Музыкант Смычков шел из города на дачу князя Бибулова, где, по случаю сговора, «имел быть» вечер с музыкой и танцами. На спине его покоился огромный контрабас в кожаном футляре. Шел Смычков по берегу реки, катившей свои прохладные воды хотя не величественно, но зато весьма поэтично.
«Не выкупаться ли?» — подумал он.
Не долго думая, он разделся и погрузил свое тело в прохладные струи. Вечер был великолепный. Поэтическая душа Смычкова стала настраиваться соответственно гармонии окружающего. Но какое сладкое чувство охватило его душу, когда, отплыв шагов на сто в сторону, он увидел красивую девушку, сидевшую на крутом берегу и удившую рыбу. Он притаил дыхание и замер от наплыва разнородных чувств: воспоминания детства, тоска о минувшем, проснувшаяся любовь… Боже, а ведь он думал, что он уже не в состоянии любить! После того, как он потерял веру в человечество (его горячо любимая жена бежала с его другом, фаготом Собакиным), грудь его наполнилась чувством пустоты, и он стал мизантропом.
«Что такое жизнь? — не раз задавал он себе вопрос. — Для чего мы живем? Жизнь есть миф, мечта… чревовещание…»
Но стоя пред спящей красавицей (нетрудно было заметить, что она спала), он вдруг, вопреки своей воле, почувствовал в груди нечто похожее на любовь. Долго он стоял перед ней, пожирая ее глазами…
«Но довольно… — подумал он, испустив глубокий вздох. — Прощай, чудное виденье! Мне уже пора идти на бал к его сиятельству…»
И, еще раз взглянув на красавицу, он хотел уже плыть назад, как в голове его мелькнула идея.
«Надо оставить ей о себе память! — подумал он. — Прицеплю ей что-нибудь к удочке. Это будет сюрпризом от „неизвестного“».
Смычков тихо подплыл к берегу, нарвал большой букет полевых и водяных цветов и, связав его стебельком лебеды, прицепил к удочке.
Букет пошел ко дну и увлек за собой красивый поплавок.
Благоразумие, законы природы и социальное положение моего героя требуют, чтобы роман кончился на этом самом месте, но — увы! — судьба автора неумолима: по не зависящим от автора обстоятельствам роман не кончился букетом. Вопреки здравому смыслу и природе вещей, бедный и незнатный контрабасист должен был сыграть в жизни знатной и богатой красавицы важную роль.
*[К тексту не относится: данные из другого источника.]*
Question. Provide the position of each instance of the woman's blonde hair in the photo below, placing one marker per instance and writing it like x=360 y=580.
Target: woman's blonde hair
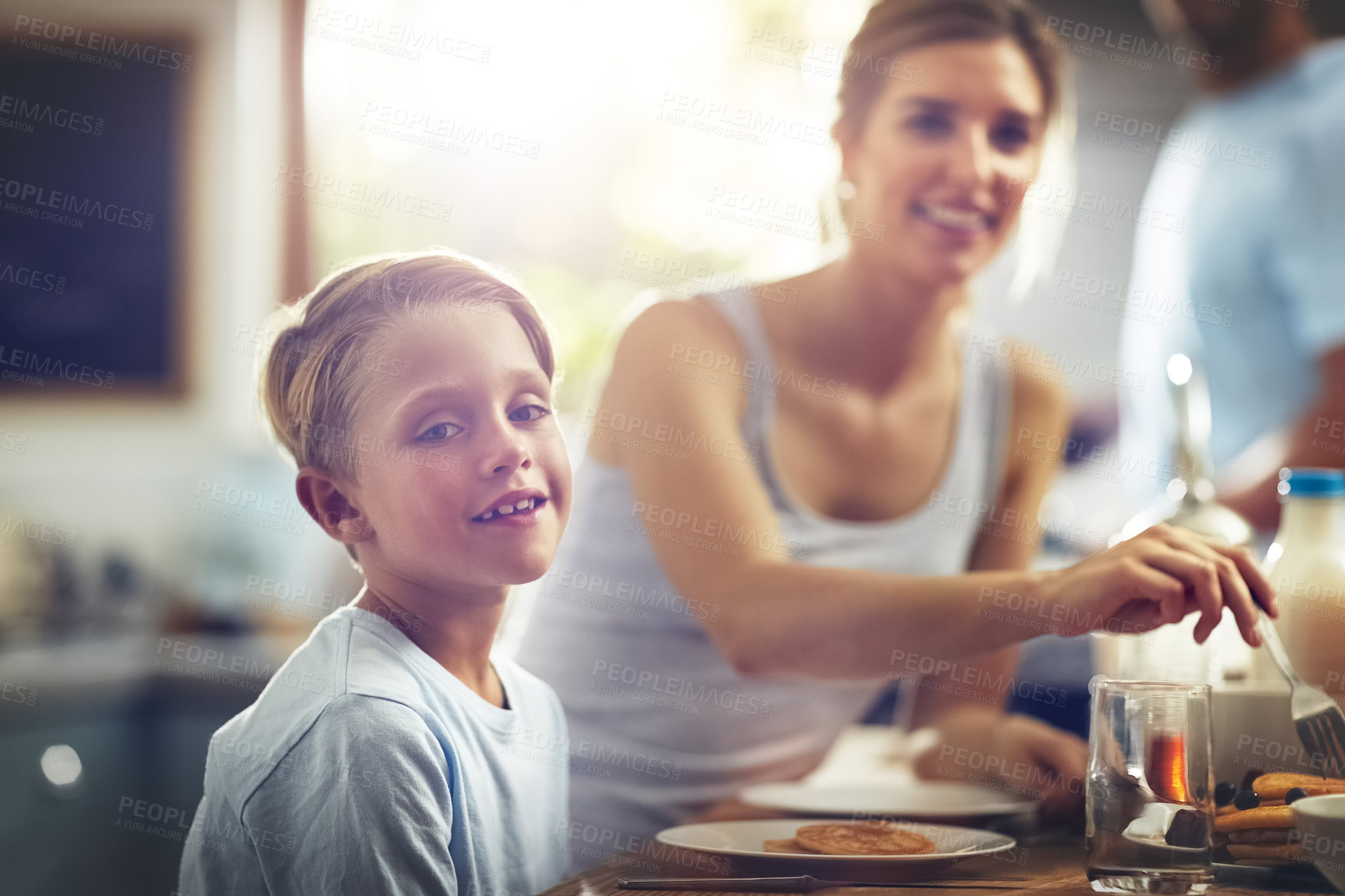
x=895 y=27
x=314 y=380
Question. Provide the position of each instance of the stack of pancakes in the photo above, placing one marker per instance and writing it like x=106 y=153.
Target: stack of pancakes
x=854 y=839
x=1266 y=835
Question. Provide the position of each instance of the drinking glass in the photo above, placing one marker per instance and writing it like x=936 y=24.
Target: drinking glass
x=1150 y=787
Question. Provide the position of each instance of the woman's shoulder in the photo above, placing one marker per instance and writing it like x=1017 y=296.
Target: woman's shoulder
x=659 y=321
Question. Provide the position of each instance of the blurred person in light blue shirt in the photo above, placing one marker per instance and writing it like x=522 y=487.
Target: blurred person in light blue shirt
x=1253 y=284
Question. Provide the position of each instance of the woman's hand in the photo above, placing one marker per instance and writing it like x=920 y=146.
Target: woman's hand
x=1157 y=578
x=1018 y=754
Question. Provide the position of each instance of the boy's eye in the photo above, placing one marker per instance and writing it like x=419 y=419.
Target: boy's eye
x=931 y=126
x=529 y=413
x=1010 y=137
x=440 y=432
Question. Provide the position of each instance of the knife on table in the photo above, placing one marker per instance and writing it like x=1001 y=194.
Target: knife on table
x=801 y=884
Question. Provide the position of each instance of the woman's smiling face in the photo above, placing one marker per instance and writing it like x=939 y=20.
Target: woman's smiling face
x=943 y=161
x=461 y=468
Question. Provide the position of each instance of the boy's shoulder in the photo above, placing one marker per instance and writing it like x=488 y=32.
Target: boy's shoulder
x=341 y=674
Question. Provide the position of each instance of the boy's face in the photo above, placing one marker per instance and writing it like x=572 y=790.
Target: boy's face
x=457 y=425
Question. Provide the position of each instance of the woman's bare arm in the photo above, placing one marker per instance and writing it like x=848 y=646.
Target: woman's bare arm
x=672 y=408
x=1040 y=416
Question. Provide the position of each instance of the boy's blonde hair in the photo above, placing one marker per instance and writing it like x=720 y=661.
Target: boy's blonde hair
x=314 y=380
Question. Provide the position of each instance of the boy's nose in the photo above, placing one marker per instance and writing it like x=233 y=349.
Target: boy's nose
x=507 y=451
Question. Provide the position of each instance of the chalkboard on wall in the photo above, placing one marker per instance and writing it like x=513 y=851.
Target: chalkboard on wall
x=93 y=174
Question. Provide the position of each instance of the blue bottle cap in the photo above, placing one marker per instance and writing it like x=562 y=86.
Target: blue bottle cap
x=1312 y=482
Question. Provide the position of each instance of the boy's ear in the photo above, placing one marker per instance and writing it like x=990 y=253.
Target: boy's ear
x=330 y=508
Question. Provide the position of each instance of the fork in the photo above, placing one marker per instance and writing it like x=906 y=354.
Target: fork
x=1319 y=721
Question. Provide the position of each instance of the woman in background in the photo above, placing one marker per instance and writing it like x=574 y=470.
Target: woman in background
x=786 y=503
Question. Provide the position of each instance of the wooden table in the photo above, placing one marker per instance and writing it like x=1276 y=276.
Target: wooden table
x=1051 y=866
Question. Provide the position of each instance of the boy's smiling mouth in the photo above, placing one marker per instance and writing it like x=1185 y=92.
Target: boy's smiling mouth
x=520 y=505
Подплыв к берегу, Смычков был поражен: он не увидел своей одежды. Ее украли… Неизвестные злодеи, пока он любовался красавицей, утащили всё, кроме контрабаса и цилиндра.
— Проклятие! — воскликнул Смычков. — О, люди, порождение ехидны![56] Не столько возмущает меня лишение одежды (ибо одежда тленна), сколько мысль, что мне придется идти нагишом и тем преступить против общественной нравственности.
Он сел на футляр с контрабасом и стал искать выхода из своего ужасного положения.
«Не идти же голым к князю Бибулову! — думал он. — Там будут дамы! Да и к тому же воры вместе с брюками украли и находившийся в них канифоль!»
Он думал долго, мучительно, до боли в висках.
«Ба! — вспомнил он наконец. — Недалеко от берега в кустарнике есть мостик… Пока настанет темнота, я могу просидеть под этим мостиком, а вечером, в потемках, проберусь до первой избы…»
Остановившись на этой мысли, Смычков надел цилиндр, взвалил на спину контрабас и поплелся к кустарнику. Нагой, с музыкальным инструментом на спине, он напоминал некоего древнего, мифического полубога.
Теперь, читатель, пока мой герой сидит под мостом и предается скорби, оставим его на некоторое время и обратимся к девушке, удившей рыбу. Что сталось с нею? Красавица, проснувшись и не увидев на воде поплавка, поспешила дернуть за леску. Леска натянулась, но крючок и поплавок не показались из воды. Очевидно, букет Смычкова размок в воде, разбух и стал тяжел.
«Или большая рыба поймалась, — подумала девушка, — или же удочка зацепилась».
Подергав еще немного за леску, девушка решила, что крючок зацепился.
«Какая жалость! — подумала она. — А вечером так хорошо клюет! Что делать?»
И, недолго думая, эксцентричная девушка сбросила с себя эфирные одежды и погрузила прекрасное тело в струи по самые мраморные плечи. Не легко было отцепить крючок от букета, в который впуталась леска, но терпение и труд взяли свое. Через какие-нибудь четверть часа красавица, сияющая и счастливая, выходила из воды, держа в руке крючок.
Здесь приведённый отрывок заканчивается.